Things eventually became so dormant, says Singletary, that “young people had to move away to have a good career.

“Now we have a chance,” with the economic boom, he says, to give the youth good careers at home. “We’re going to be able to retain the talent we need for the future if we can provide employment.” In addition to retaining talent, Singletary thinks, “good employment relieves social ills. Everybody’s participating.”

Singletary says he is “not a big believer” in change for the sake of change. “But if we want to keep our kids close,” some fundamental changes must take place.

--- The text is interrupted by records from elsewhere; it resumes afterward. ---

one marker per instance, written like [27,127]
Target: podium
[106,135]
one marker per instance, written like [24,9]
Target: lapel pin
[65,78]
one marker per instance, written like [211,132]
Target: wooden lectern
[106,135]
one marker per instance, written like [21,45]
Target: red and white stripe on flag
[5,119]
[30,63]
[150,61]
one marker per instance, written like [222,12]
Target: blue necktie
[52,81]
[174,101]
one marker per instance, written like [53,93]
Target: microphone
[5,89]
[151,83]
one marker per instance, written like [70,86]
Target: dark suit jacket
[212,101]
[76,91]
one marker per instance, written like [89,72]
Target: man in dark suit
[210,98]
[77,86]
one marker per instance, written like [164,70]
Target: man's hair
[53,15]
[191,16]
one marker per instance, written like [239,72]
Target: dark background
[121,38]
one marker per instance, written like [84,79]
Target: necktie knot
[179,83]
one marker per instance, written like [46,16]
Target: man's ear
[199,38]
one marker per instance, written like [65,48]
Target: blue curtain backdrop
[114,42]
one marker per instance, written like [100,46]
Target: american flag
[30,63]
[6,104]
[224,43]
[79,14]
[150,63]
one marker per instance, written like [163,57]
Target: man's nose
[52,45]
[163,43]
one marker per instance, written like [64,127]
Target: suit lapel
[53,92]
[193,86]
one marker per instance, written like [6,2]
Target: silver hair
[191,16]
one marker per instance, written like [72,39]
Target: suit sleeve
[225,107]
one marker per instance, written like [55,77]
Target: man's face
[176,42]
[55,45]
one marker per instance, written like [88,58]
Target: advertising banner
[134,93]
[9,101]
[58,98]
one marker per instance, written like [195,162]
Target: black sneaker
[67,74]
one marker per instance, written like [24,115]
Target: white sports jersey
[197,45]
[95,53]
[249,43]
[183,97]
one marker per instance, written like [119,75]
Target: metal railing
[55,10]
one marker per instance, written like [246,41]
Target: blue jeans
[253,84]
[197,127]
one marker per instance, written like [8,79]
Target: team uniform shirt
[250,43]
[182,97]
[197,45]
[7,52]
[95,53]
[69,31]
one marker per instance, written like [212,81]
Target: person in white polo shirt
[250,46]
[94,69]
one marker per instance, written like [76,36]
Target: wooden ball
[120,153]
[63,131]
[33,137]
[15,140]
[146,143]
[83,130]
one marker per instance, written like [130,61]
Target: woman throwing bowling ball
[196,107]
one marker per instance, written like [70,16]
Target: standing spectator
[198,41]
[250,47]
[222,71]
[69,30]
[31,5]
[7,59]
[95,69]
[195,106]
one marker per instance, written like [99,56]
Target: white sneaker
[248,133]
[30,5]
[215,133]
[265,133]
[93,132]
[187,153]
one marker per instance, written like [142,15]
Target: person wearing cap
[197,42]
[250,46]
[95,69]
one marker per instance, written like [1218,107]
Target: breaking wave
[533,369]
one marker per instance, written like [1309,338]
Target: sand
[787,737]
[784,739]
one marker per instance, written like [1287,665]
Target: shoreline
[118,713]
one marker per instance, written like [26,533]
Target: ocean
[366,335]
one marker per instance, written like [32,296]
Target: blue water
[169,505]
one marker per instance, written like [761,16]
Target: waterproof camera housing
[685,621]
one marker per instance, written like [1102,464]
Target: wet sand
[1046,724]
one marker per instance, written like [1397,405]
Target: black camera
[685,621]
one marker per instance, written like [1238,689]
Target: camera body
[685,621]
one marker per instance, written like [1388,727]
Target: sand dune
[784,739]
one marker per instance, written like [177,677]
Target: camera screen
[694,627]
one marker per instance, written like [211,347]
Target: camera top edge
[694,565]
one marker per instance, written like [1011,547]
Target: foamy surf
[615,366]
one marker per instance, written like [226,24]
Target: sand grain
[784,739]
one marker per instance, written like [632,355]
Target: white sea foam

One of the barriers to these changes is the loud collective voice of the great number of local residents who tend to think, and sometimes say, “No, I like things just the way they are.” A long period of more or less stagnant growth has left many residents unaware that growth involves change — and a certain number of growing pains.

Growth requires not just new shopping, but also new schools, drainage, sewage and housing. When such new developments are strenuously resisted, growth can be stifled in impractical and unnecessary ways. As an example, Singletary says some people who live in the Lake Charles metro area are sending children to schools in Bell City because they can’t find adequate schooling where they live.

“’Anywhere but here’ — that’s not really acceptable,” says Singletary. “We want to have the right things in the right areas.” When some residents oppose new developments in housing or infrastructure in their areas, Singletary wonders whether they were ever asked, “Well, did you see the benefit?”

He notes that as large urban areas grow, those who moved to a certain location 20 or 30 years ago to get peace and quiet may have to move further out if they want to keep that peace and quiet.

But it will be difficult to change a dominant culture that’s long viewed change with suspicion. “It’s challenging to do things in this area,” says Singletary. “It’s going to be challenging for this area to deal with [the boom].”

Viable — And Positive — Alternatives

Government is bound to be affected by the dominant culture. Singletary says it is the “responsibility [of local government” to fund certain goods and services” that are crucial to growth. In particular, says Flavin, “infrastructure spending is critical to growth.”

Singletary is concerned that the legacy of Gov. Bobby Jindal will make it unlikely that the state can be of much use as a monetary contributor to such spending. Jindal, he says, “raped our budget. It’s almost criminal what he did to Louisiana.” As a result, “We can’t look to the state for help.”

APG will be assisting those who are looking for viable alternatives. “We have to get out there and make things work in a positive way,” says Singletary.